Overall, I want to explain NDVI trends at global scale and then visualize which feature was the most important at pixel level. I use SHAP to get the feature importance and can easily visualize them. Is there then a way to disaggregate global feature importance to local scale? I can see that there is shap.image_plot(shap_values), so it should be possible. However, I struggle to implement that for my example:
Y = df['NDVI']
X = df[['X1', 'X2', ...]]
X_train, X_test, y_train, y_test = train_test_split(X, Y, test_size=0.3, random_state=42)
# parameters previously identified from random search
params = {'subsample': 0.5, 'reg_lambda': 100, 'n_estimators': 2129, 'min_child_weight': 1.0, 'max_depth': 11, 'learning_rate': 0.03375, 'gamma': 0.0, 'colsample_bytree': 0.4, 'colsample_bylevel': 0.5}
xgb_opt = xgb.XGBRegressor(**params).fit(X_train, y_train)

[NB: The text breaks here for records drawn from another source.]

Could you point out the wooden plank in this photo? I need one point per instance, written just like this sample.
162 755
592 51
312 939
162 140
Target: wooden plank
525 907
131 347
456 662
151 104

explainer = shap.TreeExplainer(xgb_opt)
shap_values = explainer.shap_values(X_test)
top_features = X_test.columns[np.argsort(np.abs(shap_values).mean(0))][::-1][0:10]
shap.summary_plot(shap_values, X_test, feature_names=X_test.columns, show=False, plot_type="bar", alpha = 0.25, max_display=15)
What I want in the end is actually just an additional column in my original dataframe df, that associated each row (pixel) with a feature X1 or X2 or .... Can anyone help with that?